Inga Ulusoy, Computational modelling in python, SoSe2020 

# Using pandas

Pandas is a library that allows excessive data manipulation (analysis and operations on data) in python:
https://pandas.pydata.org/docs/getting_started/index.html#getting-started

It is extremely useful and is a prerequisite for the machine-learning part of this course.

For a summary, see https://pandas.pydata.org/pandas-docs/stable/reference/frame.html.

There are pandas series and dataframes, we will only look at dataframes.
Dataframes can be read in from a datafile or created directly from a numpy array.

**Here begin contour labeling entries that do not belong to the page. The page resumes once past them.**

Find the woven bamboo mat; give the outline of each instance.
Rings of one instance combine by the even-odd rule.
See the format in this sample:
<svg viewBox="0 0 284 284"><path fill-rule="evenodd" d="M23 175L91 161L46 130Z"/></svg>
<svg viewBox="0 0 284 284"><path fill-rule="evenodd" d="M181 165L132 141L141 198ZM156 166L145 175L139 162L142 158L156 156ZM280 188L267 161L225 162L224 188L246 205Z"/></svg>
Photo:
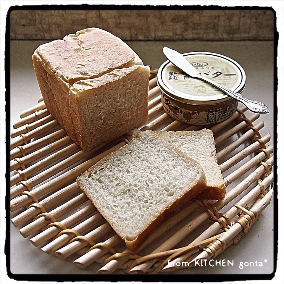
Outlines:
<svg viewBox="0 0 284 284"><path fill-rule="evenodd" d="M165 112L155 75L151 72L149 122L142 130L204 128L175 120ZM84 153L49 114L42 97L38 103L21 114L11 133L10 209L17 214L12 220L14 225L22 227L25 238L33 235L31 242L44 245L41 249L46 253L62 259L76 254L74 265L83 268L98 263L99 273L118 269L129 273L170 272L192 267L193 262L189 263L195 258L216 257L238 242L270 203L273 148L266 144L270 135L261 136L259 131L264 125L256 121L259 114L248 113L242 106L208 128L214 134L226 186L225 199L192 201L170 215L134 254L76 182L82 173L127 143L127 136ZM209 226L204 225L206 222ZM201 229L197 237L189 238ZM167 264L168 259L175 263ZM180 265L183 262L188 266Z"/></svg>

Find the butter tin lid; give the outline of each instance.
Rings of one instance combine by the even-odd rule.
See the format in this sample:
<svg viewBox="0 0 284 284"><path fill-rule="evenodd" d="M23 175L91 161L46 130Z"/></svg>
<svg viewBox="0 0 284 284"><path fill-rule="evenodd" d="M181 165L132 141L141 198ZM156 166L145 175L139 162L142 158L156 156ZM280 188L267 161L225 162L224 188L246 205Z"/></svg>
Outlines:
<svg viewBox="0 0 284 284"><path fill-rule="evenodd" d="M244 88L244 70L231 58L207 52L188 52L183 55L202 76L239 93ZM185 103L214 104L232 99L208 83L190 77L168 60L159 69L157 83L166 94Z"/></svg>

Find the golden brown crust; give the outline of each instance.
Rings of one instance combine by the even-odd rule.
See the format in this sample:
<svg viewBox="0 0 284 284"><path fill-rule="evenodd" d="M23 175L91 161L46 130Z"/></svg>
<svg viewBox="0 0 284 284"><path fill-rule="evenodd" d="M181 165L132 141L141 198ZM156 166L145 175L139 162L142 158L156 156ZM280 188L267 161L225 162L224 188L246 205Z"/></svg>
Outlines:
<svg viewBox="0 0 284 284"><path fill-rule="evenodd" d="M37 78L46 107L75 143L78 144L69 109L70 86L60 78L57 78L52 72L51 73L36 51L35 51L33 58L35 62L34 66ZM44 81L43 80L41 80L41 78L44 78ZM42 89L43 86L46 84L49 86L49 93Z"/></svg>
<svg viewBox="0 0 284 284"><path fill-rule="evenodd" d="M217 158L217 155L216 154L215 150L215 142L213 135L213 133L210 129L207 129L205 128L201 130L191 130L188 131L169 131L168 132L169 133L178 134L184 134L185 132L190 132L193 133L196 133L198 132L201 132L204 130L208 131L211 132L212 135L210 135L212 143L212 152L214 155L213 157L216 163L217 163L218 160ZM138 132L139 132L138 131ZM161 131L154 131L158 135L161 133ZM222 175L221 175L222 176ZM199 199L206 199L210 200L222 200L224 199L226 195L226 186L223 182L222 184L220 184L220 186L213 186L210 185L207 185L206 188L202 192L196 196L196 198Z"/></svg>
<svg viewBox="0 0 284 284"><path fill-rule="evenodd" d="M78 31L63 40L45 43L37 51L47 68L58 78L71 85L114 69L143 64L120 38L97 28Z"/></svg>
<svg viewBox="0 0 284 284"><path fill-rule="evenodd" d="M135 98L133 100L130 98L128 98L129 101L131 102L131 105L128 105L129 107L130 107L129 110L130 117L132 118L131 120L127 120L126 118L124 118L122 117L121 119L124 119L125 122L121 124L119 129L117 128L115 130L104 129L103 128L102 128L101 131L104 131L104 133L101 133L101 140L98 141L98 143L108 142L110 139L111 140L119 137L148 122L148 94L150 68L148 66L134 65L127 68L114 70L99 78L79 81L73 85L70 92L70 107L72 111L74 112L74 115L72 116L73 125L80 144L84 152L90 151L97 146L96 144L90 143L86 138L88 133L86 133L86 130L83 126L84 123L83 117L80 115L83 111L82 106L84 105L84 102L85 101L86 96L96 96L97 93L99 93L104 89L114 88L117 84L120 84L121 82L122 82L122 83L125 82L126 83L128 83L128 81L126 80L127 76L131 76L133 72L141 68L143 69L143 73L141 73L141 76L143 76L143 81L145 83L145 85L143 88L144 93L141 94L139 96L136 96L135 94L130 93L130 95ZM89 92L90 93L88 94ZM82 93L83 94L82 96L83 97L83 99L80 95ZM127 105L126 103L126 105ZM139 109L135 114L131 113L133 109L131 109L131 107L135 106L138 108ZM122 114L122 115L123 114ZM115 133L115 137L114 136ZM103 140L103 138L104 138Z"/></svg>
<svg viewBox="0 0 284 284"><path fill-rule="evenodd" d="M161 212L160 214L138 235L135 240L130 241L125 239L127 247L133 252L137 252L143 241L155 230L157 226L162 222L169 213L176 210L204 190L206 186L206 182L205 175L204 173L203 175L204 176L202 177L201 180L193 187L189 188L188 191L183 195L176 199L170 206Z"/></svg>
<svg viewBox="0 0 284 284"><path fill-rule="evenodd" d="M50 86L50 93L42 92L48 109L84 151L91 150L96 145L86 145L82 142L81 126L78 124L79 118L75 117L82 114L78 105L70 104L75 100L70 97L71 86L80 80L99 77L114 69L142 65L141 59L120 38L96 28L79 31L63 40L42 45L35 54L37 63L40 62L42 65L36 70L37 76L40 76L38 70L46 73L46 82ZM41 85L45 83L42 81L38 79ZM42 88L40 85L40 88ZM139 126L135 124L133 127Z"/></svg>
<svg viewBox="0 0 284 284"><path fill-rule="evenodd" d="M63 121L51 87L48 83L47 72L43 68L41 59L36 52L33 55L33 63L45 105L49 113L63 127Z"/></svg>
<svg viewBox="0 0 284 284"><path fill-rule="evenodd" d="M147 131L152 133L155 136L158 138L159 139L161 139L158 135L155 133L154 131L150 130L147 130ZM131 143L133 139L137 137L137 136L139 135L139 133L141 132L142 132L138 131L133 131L131 136L131 141L130 143ZM174 149L178 154L184 159L188 161L190 161L191 162L192 162L193 161L194 163L199 165L201 169L202 170L202 168L199 163L195 160L193 160L193 159L187 156L183 152L178 148L172 145L167 141L164 139L163 139L163 141L164 143ZM117 148L117 149L119 149L119 148ZM115 151L117 151L117 149L116 149ZM113 154L114 152L112 152L105 156L101 160L97 162L95 164L92 166L85 172L82 174L80 176L77 178L76 180L77 183L80 188L85 193L89 199L91 201L95 207L96 207L97 209L100 212L112 227L112 222L108 219L103 213L100 210L100 209L97 207L96 201L93 200L93 199L91 199L88 193L85 191L83 187L81 184L80 179L81 176L87 174L89 172L91 172L93 169L96 168L98 166L98 164L103 162L109 156ZM199 193L200 193L202 191L204 190L206 187L206 177L204 173L202 171L200 179L197 181L196 184L192 186L189 188L187 190L187 191L182 196L176 199L169 206L165 208L162 211L158 216L153 220L152 222L149 223L147 226L138 235L135 239L130 241L126 239L123 236L120 235L117 232L117 233L122 240L125 242L126 246L128 248L134 252L136 252L139 246L142 244L143 241L146 238L147 236L160 223L169 213L176 210L178 207L182 206L185 203L190 200L191 199L195 197Z"/></svg>

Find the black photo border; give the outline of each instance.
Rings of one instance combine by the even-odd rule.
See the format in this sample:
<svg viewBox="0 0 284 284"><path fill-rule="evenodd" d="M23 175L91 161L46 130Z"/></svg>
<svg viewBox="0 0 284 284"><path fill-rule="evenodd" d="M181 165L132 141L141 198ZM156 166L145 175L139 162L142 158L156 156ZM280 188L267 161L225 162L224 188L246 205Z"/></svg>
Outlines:
<svg viewBox="0 0 284 284"><path fill-rule="evenodd" d="M5 33L5 80L6 91L5 97L6 101L5 111L6 112L6 152L7 157L10 155L10 14L14 10L268 10L272 11L274 16L274 84L273 84L273 128L274 139L273 146L274 149L274 181L273 203L274 227L274 270L270 274L235 274L230 275L230 279L233 281L245 280L270 280L274 277L276 271L278 252L278 200L277 198L277 149L276 141L277 138L277 46L278 44L278 33L276 28L276 12L271 7L259 7L257 6L235 6L234 7L222 7L217 5L201 6L200 5L178 6L175 5L170 6L162 5L152 6L113 5L35 5L22 6L14 6L9 9L6 18ZM92 274L85 274L82 270L81 274L14 274L10 270L10 161L7 158L6 159L6 183L5 208L6 210L6 238L5 243L4 253L6 255L6 266L8 276L11 278L18 280L28 280L41 282L45 281L55 281L63 282L64 281L88 281L112 282L130 281L145 282L183 282L184 277L179 278L176 274L159 274L157 275L133 275L133 274L96 274L94 277ZM200 275L190 274L190 278L186 279L187 282L200 282ZM227 281L227 275L206 274L206 277L202 278L203 281L206 282L220 282L220 276L225 276L223 278L224 281Z"/></svg>

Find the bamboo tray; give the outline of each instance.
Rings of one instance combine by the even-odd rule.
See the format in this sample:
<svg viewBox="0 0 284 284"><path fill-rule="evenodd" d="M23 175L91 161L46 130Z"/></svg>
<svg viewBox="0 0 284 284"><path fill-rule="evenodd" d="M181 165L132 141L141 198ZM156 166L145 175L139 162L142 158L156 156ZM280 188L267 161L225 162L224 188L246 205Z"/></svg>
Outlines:
<svg viewBox="0 0 284 284"><path fill-rule="evenodd" d="M175 120L165 112L156 73L151 71L150 77L149 122L141 129L204 128ZM12 222L15 227L22 227L22 235L33 235L31 242L37 246L44 244L41 249L47 254L54 253L62 259L77 254L74 265L84 268L98 263L101 267L99 273L112 273L118 269L134 273L171 272L185 268L180 265L183 262L188 263L185 267L192 267L193 260L214 258L238 242L270 203L273 148L266 144L270 135L261 137L259 131L264 123L255 122L259 115L251 113L248 118L246 109L242 106L227 120L209 128L214 133L227 187L225 199L192 201L170 215L138 254L134 254L76 182L82 173L127 143L128 137L84 153L49 114L42 97L38 103L22 112L11 133L10 169L17 170L10 179L10 210L17 211ZM208 220L211 222L206 227ZM202 232L188 241L198 228ZM186 244L181 246L181 243ZM152 251L149 251L150 245L155 248ZM169 259L174 265L168 264Z"/></svg>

Pandas can work with any kind of data that resembles a table, like spreadsheets or databases (comma-separated values or "csv"):

In [None]:
import pandas as pd
from numpy import *
import matplotlib.pyplot as plt

#Generate a 7x2 NumPy array that holds the data
mydata = array([[2.5, 0.097],[5.0, 0.195], [7.5, 0.289], [10.0, 0.387], [15.0, 0.581], [20.0, 0.775], [30.0, 0.966]])

#Generate a list with the names of the two columns
mynames = ['volume (ml)', 'extinction']

# Create a DataFrame.
mydataframe = pd.DataFrame(data=mydata, columns=mynames)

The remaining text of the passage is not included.